Keulen fanden in mehreren Formen Verwendung: Die Hammerkeule bestand aus einem spitzeiförmigen Stein, der mittels einer Lederschlaufe mit einem biegsamen Stab, der den Griff bildete, verbunden war. Der Schlagteil der Totschlägerkeule wurde durch einen in Leder eingenähten, kugelförmigen Stein gebildet, der beweglich mit dem Schaft verbunden war. Neben diesen unter dem Sammelbegriff der Kugelkopfkeulen zusammengefassten Waffen gab es in selteneren Fällen die Flachkeule, in deren schmale Kante zwei oder mehr Messer eingesetzt waren. Die nach ihrer Form als Säbel- oder Gewehrkolbenkeulen bezeichneten Schlagwaffen tauchten westlich des Missouri kaum auf.[7]

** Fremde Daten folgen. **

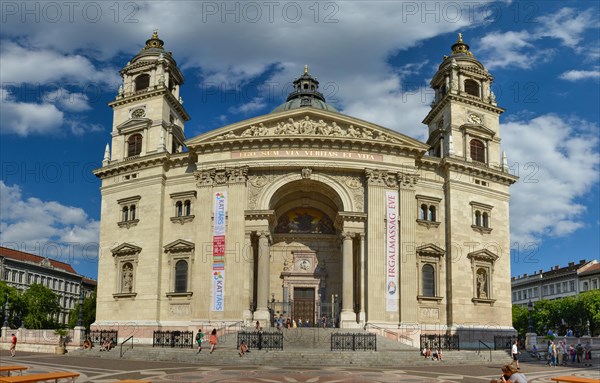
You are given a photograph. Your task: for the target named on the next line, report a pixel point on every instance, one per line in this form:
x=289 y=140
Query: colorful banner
x=218 y=269
x=391 y=242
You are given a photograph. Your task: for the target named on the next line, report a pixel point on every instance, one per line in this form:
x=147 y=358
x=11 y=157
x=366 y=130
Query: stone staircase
x=303 y=347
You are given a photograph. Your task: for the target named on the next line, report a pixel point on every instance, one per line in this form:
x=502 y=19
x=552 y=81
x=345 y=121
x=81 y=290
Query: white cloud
x=517 y=48
x=32 y=223
x=23 y=118
x=575 y=75
x=44 y=67
x=558 y=162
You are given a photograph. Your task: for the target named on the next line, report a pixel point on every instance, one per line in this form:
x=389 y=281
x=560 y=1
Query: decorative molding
x=428 y=224
x=125 y=249
x=483 y=255
x=484 y=301
x=308 y=127
x=179 y=246
x=183 y=219
x=481 y=229
x=117 y=296
x=128 y=224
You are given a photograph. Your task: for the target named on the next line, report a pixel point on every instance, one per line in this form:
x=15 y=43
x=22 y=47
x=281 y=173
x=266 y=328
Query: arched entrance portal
x=305 y=256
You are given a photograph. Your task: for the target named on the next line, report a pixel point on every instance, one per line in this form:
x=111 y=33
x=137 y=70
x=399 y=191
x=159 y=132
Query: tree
x=520 y=319
x=88 y=314
x=13 y=306
x=40 y=307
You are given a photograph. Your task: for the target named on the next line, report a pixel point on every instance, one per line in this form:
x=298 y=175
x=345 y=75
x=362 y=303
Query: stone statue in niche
x=481 y=284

Bedeutendste Defensivwaffe war der Schild. Dieser wurde im Gebiet der Plains und Prärien grundsätzlich rund ausgeführt,[8] der Durchmesser betrug zumeist etwas weniger als 60 Zentimeter. Hergestellt wurde er in der Regel aus der dicken Nackenhaut eines alten Bisonbullen, die durch wiederholtes Halten über Feuer oder Wasserdampf zum Schrumpfen gebracht wurde, was eine Stärkung des Leders zur Folge hatte. Dann wurde der Schild durch Reiben glatt und geschmeidig gemacht und anschließend geschmückt.[9] Die hauptsächliche Schutzwirkung einer derartigen Waffe wurde jedoch nicht von ihrer rein physischen Durchschlagssicherheit erwartet, sondern ihrer spirituellen Potenz zugeschrieben. Die Herstellung eines Schildes war oft mit umfangreichen zeremoniellen Handlungen verbunden: So ging ein Crow, der dies beabsichtigte, in die Einsamkeit, um dort eine Vision zu erwarten.

Besonders wirksame Schilde konnten von Medizinmännern, die aufgrund von Träumen dazu befugt waren, gefertigt werden. Diese Träume und Visionen schlugen sich auch in der äußerlichen Gestaltung der entsprechenden Waffen nieder: Neben der Bemalung spielte hier das Befestigen von Federn, Krallen, Tierbälgen und Pferdehaar eine Rolle. Während bei den Crow, gemessen an den Verzierungen, jedes Schild ein Einzelstück darstellte, gab es bei den Kiowa und Kiowa Apache zahlreiche immer wieder verwendete Muster. Mehr dem Schutz seiner spirituellen Kraft, als um den Unbilden der Witterung und eventuellen Transportschäden entgegenzuwirken, diente auch die Hülle, in die nicht benutzte Schilde gesteckt wurden. Tabus sollten gleichfalls den Erhalt dieser Kräfte sichern: So mussten die Waffen vor der Nähe menstruierender Frauen bewahrt werden.[10]

Was Körperpanzerungen betrifft, so waren insbesondere mehrfach übereinander getragene Lederhemden in Gebrauch. Dies ist von den Blackfoot, Pawnee und Plains Cree überliefert.[11]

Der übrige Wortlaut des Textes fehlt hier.